Je ne serais plus capable de demander le réconfort d'une bastonnade. Je ne me crois pas embarqué pour une noce avec Jésus-Christ pour beau-père.

Je ne suis pas prisonnier de ma raison. J'ai dit: Dieu.

Je veux la liberté dans le salut : comment la poursuivre? Les goûts frivoles m'ont quitté. Plus besoin de dévouement ni d'amour divin. Je ne regrette pas le siècle des coeurs sensibles.
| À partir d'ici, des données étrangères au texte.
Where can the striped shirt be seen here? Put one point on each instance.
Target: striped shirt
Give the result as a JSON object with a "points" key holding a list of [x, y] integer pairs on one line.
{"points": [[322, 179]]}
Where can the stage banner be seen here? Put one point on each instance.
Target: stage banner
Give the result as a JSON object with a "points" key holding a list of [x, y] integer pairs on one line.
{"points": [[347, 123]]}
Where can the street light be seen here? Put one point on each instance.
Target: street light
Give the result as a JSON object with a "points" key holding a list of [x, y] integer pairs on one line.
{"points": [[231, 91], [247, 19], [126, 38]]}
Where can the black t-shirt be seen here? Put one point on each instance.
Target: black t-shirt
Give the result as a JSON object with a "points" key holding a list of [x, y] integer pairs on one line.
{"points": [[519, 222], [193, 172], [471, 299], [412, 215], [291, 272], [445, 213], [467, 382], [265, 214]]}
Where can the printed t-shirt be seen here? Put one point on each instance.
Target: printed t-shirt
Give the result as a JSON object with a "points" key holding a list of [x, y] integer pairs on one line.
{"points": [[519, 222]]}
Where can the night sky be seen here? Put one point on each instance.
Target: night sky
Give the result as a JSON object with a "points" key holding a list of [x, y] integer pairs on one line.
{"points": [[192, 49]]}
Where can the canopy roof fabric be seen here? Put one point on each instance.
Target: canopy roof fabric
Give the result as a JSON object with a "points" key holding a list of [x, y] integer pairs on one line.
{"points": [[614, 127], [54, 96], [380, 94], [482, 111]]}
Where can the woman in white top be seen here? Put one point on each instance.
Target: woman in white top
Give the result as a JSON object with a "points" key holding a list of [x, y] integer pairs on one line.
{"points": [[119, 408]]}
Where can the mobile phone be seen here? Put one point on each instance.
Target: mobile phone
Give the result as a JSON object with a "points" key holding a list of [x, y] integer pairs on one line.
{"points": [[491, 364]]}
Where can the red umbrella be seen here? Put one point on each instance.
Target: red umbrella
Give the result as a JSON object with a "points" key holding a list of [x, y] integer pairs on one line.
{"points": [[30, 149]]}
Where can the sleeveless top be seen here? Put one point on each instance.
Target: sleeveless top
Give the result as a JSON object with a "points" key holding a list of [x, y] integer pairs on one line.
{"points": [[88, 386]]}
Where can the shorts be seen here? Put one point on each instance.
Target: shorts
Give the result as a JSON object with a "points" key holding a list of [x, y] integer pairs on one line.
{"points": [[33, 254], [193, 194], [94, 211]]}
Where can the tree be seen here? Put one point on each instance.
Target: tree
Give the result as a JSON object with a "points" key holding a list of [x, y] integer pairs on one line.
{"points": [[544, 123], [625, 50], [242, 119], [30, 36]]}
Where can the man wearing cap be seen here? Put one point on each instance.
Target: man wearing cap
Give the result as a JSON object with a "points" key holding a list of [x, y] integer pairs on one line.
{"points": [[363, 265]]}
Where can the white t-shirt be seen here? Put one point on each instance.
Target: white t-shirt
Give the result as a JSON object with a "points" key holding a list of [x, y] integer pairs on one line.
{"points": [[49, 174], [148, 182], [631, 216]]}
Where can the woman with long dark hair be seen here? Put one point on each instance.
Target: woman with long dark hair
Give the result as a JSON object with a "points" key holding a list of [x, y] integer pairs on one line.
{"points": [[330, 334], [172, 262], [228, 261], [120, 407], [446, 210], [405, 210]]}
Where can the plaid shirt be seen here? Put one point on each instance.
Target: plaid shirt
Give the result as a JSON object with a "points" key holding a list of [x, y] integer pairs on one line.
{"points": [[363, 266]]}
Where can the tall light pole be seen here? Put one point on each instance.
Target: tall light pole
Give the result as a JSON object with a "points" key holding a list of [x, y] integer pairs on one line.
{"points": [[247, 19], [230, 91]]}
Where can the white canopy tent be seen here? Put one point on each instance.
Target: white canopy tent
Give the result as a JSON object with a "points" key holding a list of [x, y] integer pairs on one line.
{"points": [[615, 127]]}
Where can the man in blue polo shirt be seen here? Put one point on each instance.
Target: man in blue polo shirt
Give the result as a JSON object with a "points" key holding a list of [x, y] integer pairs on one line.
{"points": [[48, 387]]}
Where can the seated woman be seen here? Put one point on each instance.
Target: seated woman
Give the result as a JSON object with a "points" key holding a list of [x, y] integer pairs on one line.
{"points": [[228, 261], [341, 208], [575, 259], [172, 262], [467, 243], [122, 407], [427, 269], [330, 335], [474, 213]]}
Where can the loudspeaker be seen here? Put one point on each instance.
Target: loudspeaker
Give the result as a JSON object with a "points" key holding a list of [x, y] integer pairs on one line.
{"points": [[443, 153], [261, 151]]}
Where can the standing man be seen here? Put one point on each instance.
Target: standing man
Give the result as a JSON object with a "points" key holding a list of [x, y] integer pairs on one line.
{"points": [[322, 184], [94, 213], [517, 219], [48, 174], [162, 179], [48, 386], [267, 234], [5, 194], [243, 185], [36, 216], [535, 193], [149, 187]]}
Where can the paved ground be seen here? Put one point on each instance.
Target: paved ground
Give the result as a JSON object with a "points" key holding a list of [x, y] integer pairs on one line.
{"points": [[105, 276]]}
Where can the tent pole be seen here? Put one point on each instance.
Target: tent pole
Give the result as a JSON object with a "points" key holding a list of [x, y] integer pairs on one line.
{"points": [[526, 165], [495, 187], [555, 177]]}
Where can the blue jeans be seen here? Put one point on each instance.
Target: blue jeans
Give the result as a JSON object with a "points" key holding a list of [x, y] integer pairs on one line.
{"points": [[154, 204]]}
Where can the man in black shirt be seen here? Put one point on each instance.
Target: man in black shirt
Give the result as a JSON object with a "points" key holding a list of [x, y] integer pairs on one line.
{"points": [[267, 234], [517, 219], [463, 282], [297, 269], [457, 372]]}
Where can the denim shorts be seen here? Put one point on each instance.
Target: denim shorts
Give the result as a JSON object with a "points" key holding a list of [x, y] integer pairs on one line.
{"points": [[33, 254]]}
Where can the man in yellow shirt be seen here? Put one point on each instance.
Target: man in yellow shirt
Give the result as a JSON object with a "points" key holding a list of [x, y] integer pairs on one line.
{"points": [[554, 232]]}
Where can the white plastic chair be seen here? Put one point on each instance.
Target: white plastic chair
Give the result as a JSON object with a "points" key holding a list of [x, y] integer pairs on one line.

Chacun a sa raison, mépris et charité: je retiens ma place au sommet de cette angélique échelle de bon sens.

Quant au bonheur établi, domestique ou non... non, je ne peux pas. Je suis trop dissipé, trop faible. La vie fleurit par le travail, vieille vérité: moi, ma vie n'est pas assez pesante, elle s'envole et flotte loin au-dessus de l'action, ce cher point du monde.

Comme je deviens vieille fille, à manquer du courage d'aimer la mort!

Si Dieu m'accordait le calme céleste, aérien, la prière, - comme les anciens saints. - Les saints! des forts! les anachorètes, des artistes comme il n'en faut plus!

Farce continuelle! Mon innocence me ferait pleurer. La vie est la farce à mener par tous.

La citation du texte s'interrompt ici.